We all have our petty prejudices. Even me. It’s probably something to do with our tribal origins. Left unattended, our prejudices can all too easily morph into irrational hatreds and bigotry. Under extreme conditions one might even kill in the name of defending one’s dearly held prejudice. It happens all the time all over our sorry little world. It is often forgotten that, along with communists, socialists, trade unionists, homosexuals and transgender people, Roma and Jews, people with varying physical and intellectual disabilities were ruthlessly and systematically murdered by twentieth century fascist regimes.But the good news is that under more benign conditions, many of us have learnt to rise above our irrational prejudices and have started to act more rationally, even, if you will forgive my youthful enthusiasm, more lovingly. By this I mean, not just tolerating difference but positively celebrating it. When it comes to ‘disability’, we have travelled a long way. Still a million miles to go but society generally might be said to have started a journey whereby both physical and intellectual disabilities are merely seen as part of a human continuum of ability.

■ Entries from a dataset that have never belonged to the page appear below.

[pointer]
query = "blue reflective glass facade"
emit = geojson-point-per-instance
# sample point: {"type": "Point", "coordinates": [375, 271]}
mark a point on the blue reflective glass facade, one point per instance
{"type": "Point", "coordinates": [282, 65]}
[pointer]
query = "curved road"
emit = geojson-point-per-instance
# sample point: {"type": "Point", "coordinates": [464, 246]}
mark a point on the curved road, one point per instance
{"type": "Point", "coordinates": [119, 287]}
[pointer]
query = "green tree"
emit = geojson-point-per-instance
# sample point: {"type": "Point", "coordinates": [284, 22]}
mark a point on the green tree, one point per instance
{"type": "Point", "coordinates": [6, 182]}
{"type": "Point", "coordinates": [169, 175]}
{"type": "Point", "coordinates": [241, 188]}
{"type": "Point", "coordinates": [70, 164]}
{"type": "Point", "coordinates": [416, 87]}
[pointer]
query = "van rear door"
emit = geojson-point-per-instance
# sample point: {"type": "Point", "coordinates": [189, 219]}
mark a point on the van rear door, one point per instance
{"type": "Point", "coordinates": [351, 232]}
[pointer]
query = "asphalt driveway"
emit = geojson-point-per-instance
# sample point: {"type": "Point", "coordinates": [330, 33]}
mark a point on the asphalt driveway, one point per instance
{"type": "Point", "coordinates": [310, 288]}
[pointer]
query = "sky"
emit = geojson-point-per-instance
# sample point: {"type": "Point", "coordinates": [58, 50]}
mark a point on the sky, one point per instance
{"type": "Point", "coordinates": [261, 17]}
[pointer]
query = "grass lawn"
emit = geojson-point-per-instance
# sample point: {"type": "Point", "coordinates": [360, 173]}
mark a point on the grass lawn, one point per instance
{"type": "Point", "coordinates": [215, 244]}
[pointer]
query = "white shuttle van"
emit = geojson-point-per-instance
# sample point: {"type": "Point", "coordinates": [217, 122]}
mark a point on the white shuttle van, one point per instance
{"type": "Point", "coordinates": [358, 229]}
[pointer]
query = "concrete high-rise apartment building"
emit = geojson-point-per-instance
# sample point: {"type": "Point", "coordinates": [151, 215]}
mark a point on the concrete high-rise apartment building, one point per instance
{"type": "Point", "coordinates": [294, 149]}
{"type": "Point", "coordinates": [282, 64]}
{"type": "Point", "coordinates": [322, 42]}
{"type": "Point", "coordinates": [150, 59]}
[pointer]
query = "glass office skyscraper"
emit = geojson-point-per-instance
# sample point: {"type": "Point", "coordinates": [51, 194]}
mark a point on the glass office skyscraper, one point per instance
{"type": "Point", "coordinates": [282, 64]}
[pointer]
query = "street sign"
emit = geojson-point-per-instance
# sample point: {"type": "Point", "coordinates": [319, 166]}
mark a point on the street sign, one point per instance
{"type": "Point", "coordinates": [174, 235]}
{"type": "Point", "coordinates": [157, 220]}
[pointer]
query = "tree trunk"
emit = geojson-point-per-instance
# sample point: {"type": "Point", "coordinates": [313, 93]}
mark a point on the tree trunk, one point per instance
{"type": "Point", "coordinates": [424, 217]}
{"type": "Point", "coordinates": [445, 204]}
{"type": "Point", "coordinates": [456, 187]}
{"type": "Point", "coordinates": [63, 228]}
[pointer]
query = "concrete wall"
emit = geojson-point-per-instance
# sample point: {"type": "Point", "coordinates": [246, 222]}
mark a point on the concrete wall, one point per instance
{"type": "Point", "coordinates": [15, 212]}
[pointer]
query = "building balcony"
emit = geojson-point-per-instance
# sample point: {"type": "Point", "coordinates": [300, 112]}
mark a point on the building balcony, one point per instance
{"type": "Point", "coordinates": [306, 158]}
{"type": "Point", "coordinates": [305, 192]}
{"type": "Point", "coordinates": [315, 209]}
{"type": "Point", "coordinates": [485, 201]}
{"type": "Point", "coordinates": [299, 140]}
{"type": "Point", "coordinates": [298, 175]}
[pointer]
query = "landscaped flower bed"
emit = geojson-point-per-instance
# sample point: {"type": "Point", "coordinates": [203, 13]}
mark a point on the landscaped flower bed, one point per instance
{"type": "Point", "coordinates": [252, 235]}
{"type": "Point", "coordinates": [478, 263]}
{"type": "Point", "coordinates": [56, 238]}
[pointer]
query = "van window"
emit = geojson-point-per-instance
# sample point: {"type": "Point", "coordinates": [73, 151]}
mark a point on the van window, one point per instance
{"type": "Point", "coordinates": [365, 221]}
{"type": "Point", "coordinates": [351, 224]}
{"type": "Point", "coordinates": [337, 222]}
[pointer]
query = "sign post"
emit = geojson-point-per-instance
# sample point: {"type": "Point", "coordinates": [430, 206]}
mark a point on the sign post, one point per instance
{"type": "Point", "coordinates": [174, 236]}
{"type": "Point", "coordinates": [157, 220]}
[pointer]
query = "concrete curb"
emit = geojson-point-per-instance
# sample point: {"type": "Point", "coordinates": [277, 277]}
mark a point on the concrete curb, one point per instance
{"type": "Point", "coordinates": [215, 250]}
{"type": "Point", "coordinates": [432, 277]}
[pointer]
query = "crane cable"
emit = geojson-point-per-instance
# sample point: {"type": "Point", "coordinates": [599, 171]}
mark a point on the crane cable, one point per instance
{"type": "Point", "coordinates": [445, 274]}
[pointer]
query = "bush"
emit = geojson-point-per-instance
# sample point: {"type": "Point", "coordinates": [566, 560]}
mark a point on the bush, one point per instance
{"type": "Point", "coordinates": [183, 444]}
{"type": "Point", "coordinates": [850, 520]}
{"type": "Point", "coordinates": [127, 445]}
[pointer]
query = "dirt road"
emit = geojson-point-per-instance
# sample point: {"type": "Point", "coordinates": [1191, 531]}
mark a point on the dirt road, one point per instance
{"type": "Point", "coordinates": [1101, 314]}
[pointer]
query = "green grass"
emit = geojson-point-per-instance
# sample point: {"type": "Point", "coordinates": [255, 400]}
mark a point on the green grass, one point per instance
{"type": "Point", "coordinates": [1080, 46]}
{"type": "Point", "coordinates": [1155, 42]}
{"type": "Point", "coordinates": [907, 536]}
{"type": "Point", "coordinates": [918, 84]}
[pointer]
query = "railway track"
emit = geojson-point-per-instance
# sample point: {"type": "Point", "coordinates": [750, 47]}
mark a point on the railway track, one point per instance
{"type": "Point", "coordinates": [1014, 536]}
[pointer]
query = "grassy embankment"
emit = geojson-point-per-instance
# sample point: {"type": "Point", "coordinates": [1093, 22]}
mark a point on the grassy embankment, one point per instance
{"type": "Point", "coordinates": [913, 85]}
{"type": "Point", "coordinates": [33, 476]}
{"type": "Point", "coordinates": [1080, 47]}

The premise is that we are all, to some degree, on a spectrum of ability, whereby a person may excel in one activity and be hopelessly inept at another. I know that feeling well. Ask me to organise a ping pong tournament for two hundred people and I’ll make a half decent job of it. Ask me to carry out the simplest of DIY tasks and I will fail miserably time and time again. Introduce a mechanical or electrical component to the task and my level of ineptitude becomes legendary. It’s a similar story in my physical endeavours. I can still comfortably play a reasonable level of ping for five hours or more with barely a break. Ask me to swim a lap of even a medium size pool and you’ll find me gasping for breath.
If we accept the premise that we are all on a physical and intellectual spectrum with different aptitudes for different tasks, then the conclusion is obvious. Exclude nobody on the basis of so-called disability. On the contrary, be pro-active and include everybody. You may just be surprised, even shocked at what the so-called disabled person will achieve be it in the realm of sport, of employment or any scientific or artistic endeavour. The astonishing life of Stephen Hawking is a technicolour testament to this blindingly obvious fact. The stunning achievements of the para Olympians is still further reminder that all humans, if given a reasonably level playing field, can be successful in a whole range of human activity.

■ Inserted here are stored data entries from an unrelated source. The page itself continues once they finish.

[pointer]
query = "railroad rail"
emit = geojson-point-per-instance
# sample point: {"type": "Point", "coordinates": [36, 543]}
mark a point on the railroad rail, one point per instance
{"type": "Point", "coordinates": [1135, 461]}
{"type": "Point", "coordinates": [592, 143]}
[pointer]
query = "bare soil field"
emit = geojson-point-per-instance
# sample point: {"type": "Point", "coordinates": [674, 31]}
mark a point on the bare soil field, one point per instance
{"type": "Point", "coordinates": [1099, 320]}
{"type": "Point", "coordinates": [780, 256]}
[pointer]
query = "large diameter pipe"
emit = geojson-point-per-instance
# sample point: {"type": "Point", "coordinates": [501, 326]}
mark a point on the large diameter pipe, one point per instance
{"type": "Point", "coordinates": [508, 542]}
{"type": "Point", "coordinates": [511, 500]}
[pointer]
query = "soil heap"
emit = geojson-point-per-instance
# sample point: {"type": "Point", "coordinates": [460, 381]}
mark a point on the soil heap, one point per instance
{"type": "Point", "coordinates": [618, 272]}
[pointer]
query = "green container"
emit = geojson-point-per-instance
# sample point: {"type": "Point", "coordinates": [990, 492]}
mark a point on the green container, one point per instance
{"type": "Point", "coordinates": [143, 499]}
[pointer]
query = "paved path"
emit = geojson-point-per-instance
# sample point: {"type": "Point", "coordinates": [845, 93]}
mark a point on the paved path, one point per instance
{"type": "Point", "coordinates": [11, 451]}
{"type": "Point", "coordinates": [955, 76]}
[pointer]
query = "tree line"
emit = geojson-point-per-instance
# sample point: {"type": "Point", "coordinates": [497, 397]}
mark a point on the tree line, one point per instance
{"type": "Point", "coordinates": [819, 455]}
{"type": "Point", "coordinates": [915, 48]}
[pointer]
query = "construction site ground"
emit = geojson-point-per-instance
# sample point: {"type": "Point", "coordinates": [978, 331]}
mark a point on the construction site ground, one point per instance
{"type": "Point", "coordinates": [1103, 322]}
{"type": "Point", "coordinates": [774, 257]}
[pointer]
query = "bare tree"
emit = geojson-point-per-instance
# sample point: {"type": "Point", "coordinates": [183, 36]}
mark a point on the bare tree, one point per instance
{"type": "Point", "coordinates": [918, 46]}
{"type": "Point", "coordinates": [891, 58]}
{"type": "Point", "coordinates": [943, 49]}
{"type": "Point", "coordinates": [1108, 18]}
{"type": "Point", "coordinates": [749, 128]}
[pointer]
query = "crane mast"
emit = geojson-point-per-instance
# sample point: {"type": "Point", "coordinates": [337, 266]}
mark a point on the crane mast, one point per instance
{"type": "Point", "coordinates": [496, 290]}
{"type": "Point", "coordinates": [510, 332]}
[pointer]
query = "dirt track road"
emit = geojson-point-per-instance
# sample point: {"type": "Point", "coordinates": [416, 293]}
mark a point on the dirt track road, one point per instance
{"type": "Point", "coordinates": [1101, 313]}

Given the veracity of the above, it was no surprise that at the recently held Down’s Syndrome World Table Tennis Championships, held in Portugal on the island of Madeira, produced some sparkling table tennis. You can read about their exploits on the Table Tennis England website. You might be amazed at the level of proficiency, but you really shouldn’t be. One of the British competitors was from Brighton Table Tennis Club and as well as being a damn fine table tennis player capable of whipping 99.9 % of the world’s population, he is a fully trained table tennis coach. For this person, the sky is the limit, a person who refuses to be pigeonholed by preconceived notions of what he can and cannot do.
All this leads me to ponder about the very word, ‘disabled’. I suspect that if ever there was a word that needed to be jettisoned it is this one. Of course, I can readily see its advantages. To be categorised as disabled can bring with it extra resources and extra empathy. And that is certainly good. But with it also comes a certain stigma and a massive degree of pre-conception. It shoves people into a box and limits, intentionally or otherwise, what people are capable of. To me, the very semantics of the word has a negative connotation.
So, if we were ditch the word ‘disabled’, what should we replace it with? Maybe ‘multi-ability’ is a less pejorative term. It’s a term that better reflects the universal continuum of human ability. It’s a term that is fully inclusive as opposed to the false dichotomy between the ‘abled’ and the ‘disabled’. But in the end, language, important as it is, is only a reflection of society’s limiting attitudes and prejudices. I’ve been coaching table tennis for well over thirty years and I’ve yet to come across a student that has not improved their game with time. As Matthew Syed was at pains to point out in his ground breaking ‘Bounce’, there really is no such thing as talent, merely those that have the opportunity and encouragement to purposefully improve and those that don’t. If we stop putting people in artificial boxes, then the sky truly is the limit. The recent World Down’s Syndrome Table Tennis Championships was a poignant reminder of this indisputable truth.